Peter Dimond, the pilot who flew Nadir out of the UK from Compton Abbas Airfield in a twin-engined private plane, was jailed for two years in August 1998 for committing an act intended to pervert the course of justice, but he was freed by the Court of Appeal in January 1999 when it quashed the conviction after it was discovered that Nadir was not on bail at the time of his escape as his bail had lapsed. For the same reason, Ramadan Güney, who had stood guarantor for £1m of the £3.5m bail surety, was not required to pay over the funds.

==Later career==
Nadir ran a business in northern Cyprus called the Kıbrıs Media Group, which inter alia publishes the newspaper Kıbrıs (Turkish for 'Cyprus') and the English language weekly Cyprus Today. It also owns a radio and TV station. Nadir's outlets published articles critical of the Republican Turkish Party/Reform Party coalition government in the run-up to the April 2009 general election and actively supported the then opposition National Unity Party and Democratic Party. On 12 March 2009 Kıbrıs Media Group was suddenly presented with a tax demand in the amount of 11 million Turkish lira ($6.3 million) payable the following day, on pain of the sequestration of its assets. Leading opposition politicians branded this action as an attempt to gag the free media. The edition of 14 March 2009 of Cyprus Today appeared as usual.

Ministers subsequently awarded him a multimillion-euro contract to operate Lefkoniko Airport in northern Cyprus.

==Return to UK==
On 30 July 2010 it was reported that a British judge had granted Nadir bail, which it was said would pave the way for him to return to the UK to face trial.

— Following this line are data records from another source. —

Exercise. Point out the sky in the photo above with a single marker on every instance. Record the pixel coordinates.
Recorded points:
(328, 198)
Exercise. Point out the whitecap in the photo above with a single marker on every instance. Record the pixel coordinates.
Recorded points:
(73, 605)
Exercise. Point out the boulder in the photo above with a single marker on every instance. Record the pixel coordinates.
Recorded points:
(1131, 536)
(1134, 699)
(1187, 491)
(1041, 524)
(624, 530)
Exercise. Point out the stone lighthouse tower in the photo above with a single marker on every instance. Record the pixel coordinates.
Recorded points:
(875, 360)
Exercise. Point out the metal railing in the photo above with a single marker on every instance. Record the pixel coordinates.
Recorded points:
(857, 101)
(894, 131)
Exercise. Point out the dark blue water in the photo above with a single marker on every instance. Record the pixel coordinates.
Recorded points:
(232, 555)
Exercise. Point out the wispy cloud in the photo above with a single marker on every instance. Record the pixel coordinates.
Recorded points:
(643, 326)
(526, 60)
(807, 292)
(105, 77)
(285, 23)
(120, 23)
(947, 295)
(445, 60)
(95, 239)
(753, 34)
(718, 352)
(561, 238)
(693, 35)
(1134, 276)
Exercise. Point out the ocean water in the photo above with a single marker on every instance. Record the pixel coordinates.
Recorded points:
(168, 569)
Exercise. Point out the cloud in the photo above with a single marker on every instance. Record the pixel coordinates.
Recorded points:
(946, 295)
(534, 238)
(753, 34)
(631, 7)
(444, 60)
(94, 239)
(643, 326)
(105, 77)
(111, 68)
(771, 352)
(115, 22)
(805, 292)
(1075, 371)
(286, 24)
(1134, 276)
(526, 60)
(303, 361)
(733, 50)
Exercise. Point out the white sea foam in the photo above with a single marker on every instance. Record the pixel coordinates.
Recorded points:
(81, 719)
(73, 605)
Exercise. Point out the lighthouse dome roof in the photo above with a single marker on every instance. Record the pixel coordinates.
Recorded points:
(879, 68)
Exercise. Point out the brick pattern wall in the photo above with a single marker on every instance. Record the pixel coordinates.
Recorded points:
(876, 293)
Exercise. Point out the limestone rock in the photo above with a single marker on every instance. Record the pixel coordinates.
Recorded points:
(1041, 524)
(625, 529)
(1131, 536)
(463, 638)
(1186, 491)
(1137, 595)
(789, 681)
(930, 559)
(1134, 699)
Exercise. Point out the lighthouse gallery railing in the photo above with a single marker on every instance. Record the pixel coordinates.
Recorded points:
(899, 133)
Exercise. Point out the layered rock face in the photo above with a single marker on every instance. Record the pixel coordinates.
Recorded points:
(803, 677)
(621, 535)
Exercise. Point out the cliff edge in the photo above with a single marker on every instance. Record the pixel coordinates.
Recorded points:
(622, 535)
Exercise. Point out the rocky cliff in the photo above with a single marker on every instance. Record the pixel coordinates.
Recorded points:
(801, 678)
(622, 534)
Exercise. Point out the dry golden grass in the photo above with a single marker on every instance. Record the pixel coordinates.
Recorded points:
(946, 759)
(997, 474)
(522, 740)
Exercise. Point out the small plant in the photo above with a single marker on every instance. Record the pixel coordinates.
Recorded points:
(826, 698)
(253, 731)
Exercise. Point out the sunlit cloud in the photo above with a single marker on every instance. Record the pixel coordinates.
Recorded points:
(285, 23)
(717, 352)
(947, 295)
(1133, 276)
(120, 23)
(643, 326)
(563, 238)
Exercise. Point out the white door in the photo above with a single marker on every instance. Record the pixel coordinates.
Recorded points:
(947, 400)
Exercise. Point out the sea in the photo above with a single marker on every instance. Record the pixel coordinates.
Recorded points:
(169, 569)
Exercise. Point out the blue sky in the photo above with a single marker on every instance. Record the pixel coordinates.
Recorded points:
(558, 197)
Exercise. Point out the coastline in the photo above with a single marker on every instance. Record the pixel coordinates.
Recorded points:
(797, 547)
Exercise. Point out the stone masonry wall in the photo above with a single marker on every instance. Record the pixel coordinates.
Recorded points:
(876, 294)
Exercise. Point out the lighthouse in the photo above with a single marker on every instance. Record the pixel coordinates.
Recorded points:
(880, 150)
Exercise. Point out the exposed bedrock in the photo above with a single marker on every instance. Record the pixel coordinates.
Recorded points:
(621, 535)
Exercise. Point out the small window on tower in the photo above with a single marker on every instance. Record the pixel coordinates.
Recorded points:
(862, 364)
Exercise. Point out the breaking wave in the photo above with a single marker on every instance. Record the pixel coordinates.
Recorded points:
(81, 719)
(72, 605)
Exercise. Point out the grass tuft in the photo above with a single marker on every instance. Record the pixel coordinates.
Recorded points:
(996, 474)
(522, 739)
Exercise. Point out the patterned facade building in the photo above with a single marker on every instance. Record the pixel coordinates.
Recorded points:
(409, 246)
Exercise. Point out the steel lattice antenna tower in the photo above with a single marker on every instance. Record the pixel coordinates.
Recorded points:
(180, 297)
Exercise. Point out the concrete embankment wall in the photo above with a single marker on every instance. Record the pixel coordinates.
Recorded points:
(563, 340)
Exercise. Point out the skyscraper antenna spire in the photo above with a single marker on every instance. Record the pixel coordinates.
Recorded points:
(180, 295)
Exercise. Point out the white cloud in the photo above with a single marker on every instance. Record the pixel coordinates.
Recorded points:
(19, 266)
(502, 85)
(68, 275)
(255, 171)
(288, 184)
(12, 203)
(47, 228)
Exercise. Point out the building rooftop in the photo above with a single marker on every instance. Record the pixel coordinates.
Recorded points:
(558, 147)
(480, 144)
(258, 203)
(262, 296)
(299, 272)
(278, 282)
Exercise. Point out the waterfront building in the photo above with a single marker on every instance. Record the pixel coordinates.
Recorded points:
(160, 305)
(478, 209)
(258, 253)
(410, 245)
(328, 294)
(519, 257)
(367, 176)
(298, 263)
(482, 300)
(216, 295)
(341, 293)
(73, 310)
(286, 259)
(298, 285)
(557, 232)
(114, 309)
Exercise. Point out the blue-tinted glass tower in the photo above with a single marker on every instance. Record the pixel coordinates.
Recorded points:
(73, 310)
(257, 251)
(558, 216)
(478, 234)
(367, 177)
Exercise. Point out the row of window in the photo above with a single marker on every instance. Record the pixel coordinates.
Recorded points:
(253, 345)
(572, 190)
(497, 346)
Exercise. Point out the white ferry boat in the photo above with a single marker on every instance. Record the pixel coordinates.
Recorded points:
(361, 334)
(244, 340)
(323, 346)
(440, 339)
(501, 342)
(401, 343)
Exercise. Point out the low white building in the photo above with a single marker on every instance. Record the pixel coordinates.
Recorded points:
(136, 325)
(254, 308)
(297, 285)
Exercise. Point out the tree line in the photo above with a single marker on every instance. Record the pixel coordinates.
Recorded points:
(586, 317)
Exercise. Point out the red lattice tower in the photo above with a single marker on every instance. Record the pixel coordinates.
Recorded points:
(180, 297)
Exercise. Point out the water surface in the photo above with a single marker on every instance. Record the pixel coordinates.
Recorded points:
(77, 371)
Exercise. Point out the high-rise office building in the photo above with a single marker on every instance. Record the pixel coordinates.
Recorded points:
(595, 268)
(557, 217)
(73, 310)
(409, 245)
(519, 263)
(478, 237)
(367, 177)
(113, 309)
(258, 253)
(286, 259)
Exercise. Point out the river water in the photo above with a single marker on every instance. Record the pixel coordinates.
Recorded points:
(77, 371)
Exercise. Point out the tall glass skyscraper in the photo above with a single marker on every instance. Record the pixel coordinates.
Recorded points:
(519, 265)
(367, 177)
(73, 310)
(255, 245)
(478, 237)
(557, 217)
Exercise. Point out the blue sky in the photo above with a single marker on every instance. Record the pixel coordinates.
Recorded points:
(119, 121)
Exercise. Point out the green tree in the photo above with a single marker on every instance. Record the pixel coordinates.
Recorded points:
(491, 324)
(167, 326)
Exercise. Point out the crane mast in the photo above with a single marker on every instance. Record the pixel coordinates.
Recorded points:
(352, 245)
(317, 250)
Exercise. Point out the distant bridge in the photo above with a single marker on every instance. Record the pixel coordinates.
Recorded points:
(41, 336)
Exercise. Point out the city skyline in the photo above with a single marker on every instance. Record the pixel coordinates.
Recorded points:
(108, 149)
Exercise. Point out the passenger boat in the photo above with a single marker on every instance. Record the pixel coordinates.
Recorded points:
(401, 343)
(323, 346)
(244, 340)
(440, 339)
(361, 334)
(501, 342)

On 26 August 2010, Nadir returned to the UK with his wife Nur in a private Boeing 737 aircraft, leased from Onur Air, to face trial. His bail conditions included the £250,000 bail surety already paid to the court, surrendering his passport, wearing an electronic tag, reporting to a police station once a week, and being prohibited from going near any airport. He appeared at the Old Bailey on 3 September 2010 to comply with bail conditions. Nadir stayed in a £20,000-a-month rented house. Owing to the complexity of the allegations, his trial did not begin until 23 January 2012.

On 22 August 2012, Asil Nadir was found guilty of ten counts of theft of nearly £29 million from Polly Peck. The jury found him not guilty on three counts. The jury had been advised at the start of the trial that the 13 were specimen charges and the overall amount allegedly stolen was about £146 million. He was sentenced to ten years' imprisonment.

==Transfer to Turkey==
In April 2016, Asil Nadir was transferred to a Turkish prison. A Ministry of Justice spokesman said: "It is right that foreign criminals are properly punished but not at the expense of British taxpayers. This government is committed to removing foreign criminals to their own countries. Since Asil Nadir has now repaid the £2 million he owed the Legal Aid Agency, plus £5 million in compensation he paid earlier, arrangements were made with the Turkish government for his removal as part of the Prisoner Transfer Agreement."

Once back in Turkey, Nadir was held for only one day in prison before being released.

==Personal life and death==
Nadir was born to a Turkish Cypriot family. He was the father of five children, one by his mistress when aged 19, two by his first wife, one by a former mistress, and one by his second wife, Nur. Nadir was listed at 36th on the Sunday Times Rich List in 1990.

Nadir died in a hospital in North Nicosia on 6 February 2025, at the age of 83.